JP2001183581A - Medium telephoto lens - Google Patents

Abstract

PROBLEM TO BE SOLVED: To reduce the fluctuation of various kinds of aberration from an infinite distance to a close distance of a photographing magnification of about 0.15. SOLUTION: The lens is constituted of a 1st lens group G1 whose refractive power is positive, a 2nd lens group G2 whose refractive power is positive or negative, and a 3rd lens group G3 whose refractive power is positive in order from an object side, and at focusing, the 1st lens group G1 is fixed, and the 2nd lens group G2 and the 3rd lens group G3 are moved along an optical axis A, and the moving speed of the 3rd lens group G3 is made higher than that of the 2nd lens group G2.

Description

DETAILED DESCRIPTION OF THE INVENTION

[0001]

The present invention relates to an F-number 2.
8. The present invention relates to a medium telephoto lens having little variation in various aberrations from infinity at an angle of view of about 26 ° to a close distance of a photographing magnification of about 0.15.
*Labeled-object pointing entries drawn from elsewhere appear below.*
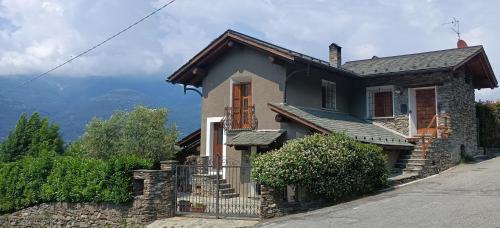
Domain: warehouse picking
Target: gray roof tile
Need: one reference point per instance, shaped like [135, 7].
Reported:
[254, 138]
[352, 126]
[412, 62]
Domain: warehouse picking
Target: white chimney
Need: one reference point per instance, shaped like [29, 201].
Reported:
[335, 55]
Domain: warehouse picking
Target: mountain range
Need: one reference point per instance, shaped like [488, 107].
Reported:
[73, 101]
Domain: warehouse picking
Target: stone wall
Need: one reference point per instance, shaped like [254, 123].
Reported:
[455, 98]
[154, 199]
[273, 202]
[71, 215]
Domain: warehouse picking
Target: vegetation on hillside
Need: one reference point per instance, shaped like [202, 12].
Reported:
[142, 132]
[334, 166]
[97, 168]
[31, 136]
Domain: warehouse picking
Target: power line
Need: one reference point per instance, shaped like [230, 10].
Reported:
[97, 45]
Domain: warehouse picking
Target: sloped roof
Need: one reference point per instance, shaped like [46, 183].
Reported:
[326, 121]
[185, 75]
[413, 62]
[255, 138]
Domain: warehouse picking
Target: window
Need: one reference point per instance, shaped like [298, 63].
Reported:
[380, 102]
[328, 95]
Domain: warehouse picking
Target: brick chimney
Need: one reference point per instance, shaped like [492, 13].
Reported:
[461, 44]
[335, 55]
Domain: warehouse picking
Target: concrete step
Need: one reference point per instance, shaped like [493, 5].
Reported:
[408, 165]
[413, 160]
[229, 195]
[412, 171]
[411, 156]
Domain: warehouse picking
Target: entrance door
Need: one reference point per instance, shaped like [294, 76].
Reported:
[217, 143]
[425, 102]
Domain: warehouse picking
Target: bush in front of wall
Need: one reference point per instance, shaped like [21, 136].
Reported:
[53, 178]
[334, 166]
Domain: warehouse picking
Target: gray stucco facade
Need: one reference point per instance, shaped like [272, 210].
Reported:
[281, 76]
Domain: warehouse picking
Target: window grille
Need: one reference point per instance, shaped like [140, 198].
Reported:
[328, 95]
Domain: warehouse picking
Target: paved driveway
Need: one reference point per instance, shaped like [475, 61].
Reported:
[464, 196]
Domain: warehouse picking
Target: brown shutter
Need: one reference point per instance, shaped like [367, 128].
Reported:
[236, 106]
Conventionally, this kind of medium telephoto lens has a configuration based on a Gaussian lens. When focusing, the entire telephoto lens is extended, and the entire front side is extended except for the last convex lens.
Furthermore, it was common practice to float the last convex lens.

However, in recent years, since auto focus, that is, AF is the mainstream, an inner focus system or a rear focus system in which a part of a lens group inside an optical system is moved to perform focusing in order to reduce the weight of the focus lens group. Focusing methods such as a focus method have come to be used, and the above-described whole extension and a focusing method based thereon have been reduced.

That is, in the inner focus method,
For example, JP-A-5-157964 and JP-A-4-25
No. 5813, JP-A-7-199066 and JP-A-64-78208 disclose the rear focus method.
Japanese Patent Application Laid-Open Publication No. 3-200909 discloses ones as disclosed respectively.

The focusing system disclosed in JP-A-5-157964 and JP-A-4-255613 comprises three groups: positive, negative, and positive, and moves a negative lens toward the image side. This is a so-called inner focus method in which focusing is performed, and the configuration is suitable for AF since the weight of the focusing lens group can be reduced.

However, such a configuration is very close to the basic positive / negative asymmetric configuration of the telephoto lens even though it is composed of three groups, and the negative refracting power sandwiched between the positive lens groups tends to increase. Therefore, fluctuations of various aberrations including distortion become extremely large, and it becomes difficult to increase the shortest photographing magnification.

The focusing method disclosed in Japanese Patent Application Laid-Open Nos. 64-78208 and 3-200909 has a structure of two groups, positive and positive, in which the positive lens of the rear group is moved. This is a so-called rear focus system in which focusing is performed, and although the weight of the focusing unit is slightly heavier than the above-described positive, negative, and positive configurations, symmetry is improved and favorable aberration correction is possible. However, since the symmetry is lost by focusing, fluctuation of various aberrations including astigmatism becomes a problem, and the shortest photographing magnification can be achieved only up to about 0.1.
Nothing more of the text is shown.